La baisse à long terme se poursuit

En général, les rapports entre l'offre et la demande de produits agricoles semblent connaître un meilleur équilibre, ce qui donne aux produits de base des perspectives plus intéressantes, après la forte baisse tendancielle observée vers la fin des années 90. Malgré le redressement récent, les prix des produits agricoles de base restent généralement proches des niveaux historiquement bas, et leur baisse tendancielle se poursuit si on les compare aux prix des produits manufacturés.

Cette baisse à long terme est analysée de manière plus approfondie dans les sections qui suivent du présent rapport. Le lecteur pourra consulter les informations les plus récentes sur les prix et le commerce des produits de base sur les pages de la Division des produits et du commerce international du site Web de la FAO dont l'adresse électronique est la suivante: http://www.fao.org/es/ESC/fr/index.html.

 

Les évolutions à long terme révèlent les changements structurels

Les fluctuations des prix des produits de base sur les marchés mondiaux donnent une lecture barométrique des conditions économiques de l'offre et de la demande. Les variations brutales des prix, à la hausse ou à la baisse, montrent à quel point les marchés peuvent être perturbés. En revanche, les tendances à long terme des prix des produits de base traduisent l'impact des progrès technologiques, des préférences des consommateurs, des structures du marché, des politiques et des institutions.

Un graphique représentant l'évolution des prix des produits de base au cours des 40 dernières années met en lumière plusieurs caractéristiques remarquables:

Au cours des quatre décennies passées, les prix réels des produits agricoles de base ont diminué d'environ 2 pour cent par an. Plusieurs facteurs ont favorisé cette baisse à long terme.

On peut s'attendre à ce que les prix des produits agricoles de base baissent par rapport à ceux des produits industriels parce que le progrès technologique permet de réduire les coûts et, à prix donnés, d'accroître la production à un rythme qui dépasse la croissance démographique et l'accroissement de la demande stimulée par la hausse des revenus.

Les prix de certains produits de base ont été également tirés vers le bas par une offre excédentaire, une intense compétition mondiale dans le domaine de la production, des coûts de transport réduits et l'usage des nouvelles technologies qui a permis d'augmenter la productivité et d'introduire des produits synthétiques pouvant remplacer certains produits de base. Dans certains cas, l'apparition de nouveaux producteurs importants a également constitué un facteur de déséquilibre du marché. Entre 1985 et 2001, par exemple, les exportations de café du Viet Nam sont passées de moins de 10 000 tonnes à plus de 900 000 tonnes. Ce pays, qui est ainsi devenu le deuxième exportateur mondial, a continué à accroître sa production même lorsque les prix ont chuté entre 1995 et 2001.

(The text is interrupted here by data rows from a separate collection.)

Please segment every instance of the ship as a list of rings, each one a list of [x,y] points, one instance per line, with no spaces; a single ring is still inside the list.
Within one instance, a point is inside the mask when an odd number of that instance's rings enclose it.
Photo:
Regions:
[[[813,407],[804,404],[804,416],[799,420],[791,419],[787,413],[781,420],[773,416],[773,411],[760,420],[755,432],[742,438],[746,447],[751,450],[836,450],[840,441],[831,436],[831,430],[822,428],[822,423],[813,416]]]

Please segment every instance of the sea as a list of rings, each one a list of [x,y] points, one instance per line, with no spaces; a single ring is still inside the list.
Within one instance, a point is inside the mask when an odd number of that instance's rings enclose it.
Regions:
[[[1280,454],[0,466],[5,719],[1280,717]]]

Les subventions aux exportations et les aides accordées aux producteurs de certains pays développés ont fait baisser les prix mondiaux de nombreux produits agricoles cultivés dans les zones tempérées, réduisant les recettes d'exportation des pays en développement qui exportent des produits de base tels que le coton, le sucre et le riz.

L'examen des variations tendancielles des prix réels des produits de base révèle un «tournant décisif». Avant le milieu des années 80, les variations de prix étaient importantes et la baisse tendancielle très fortement marquée. Depuis cette époque, les variations de prix et la baisse tendancielle se sont considérablement stabilisées.

Ce changement de tendance s'explique en partie par le ralentissement de la hausse des prix des produits manufacturés, auparavant rapide, par rapport aux produits de base, qui avait amputé le pouvoir d'achat des revenus tirés antérieurement des exportations de produits de base.

Plusieurs facteurs mondiaux ont contribué à freiner la hausse des prix en valeur nominale de tous les produits échangés, notamment les réformes des politiques commerciales et l'accroissement du commerce des produits manufacturés dont les prix ont eu tendance à chuter plus rapidement du fait des progrès technologiques et de la forte hausse de la productivité. L'un des principaux facteurs a été l'accroissement de la production et du commerce de produits manufacturés par les pays en développement. Entre 1980 et 2000, les pays en développement ont quasiment triplé la part de leurs exportations mondiales de produits manufacturés, passée de 11 à 27 pour cent.

La libéralisation du commerce et les progrès technologiques ont également contribué à réduire la variabilité des prix en réduisant l'incidence des chocs liés à l'offre. La libéralisation du commerce a permis à un plus grand nombre de pays d'accéder aux marchés mondiaux des produits de base, ce qui a eu pour effet de diminuer l'importance relative de la situation de l'offre dans un pays particulier. Par ailleurs, les progrès technologiques ont réduit la vulnérabilité de certaines cultures aux influences du climat. Le niveau plancher des cours atteint ces dernières années a limité de lui-même les possibilités de variabilité extrême, tout au moins à la baisse.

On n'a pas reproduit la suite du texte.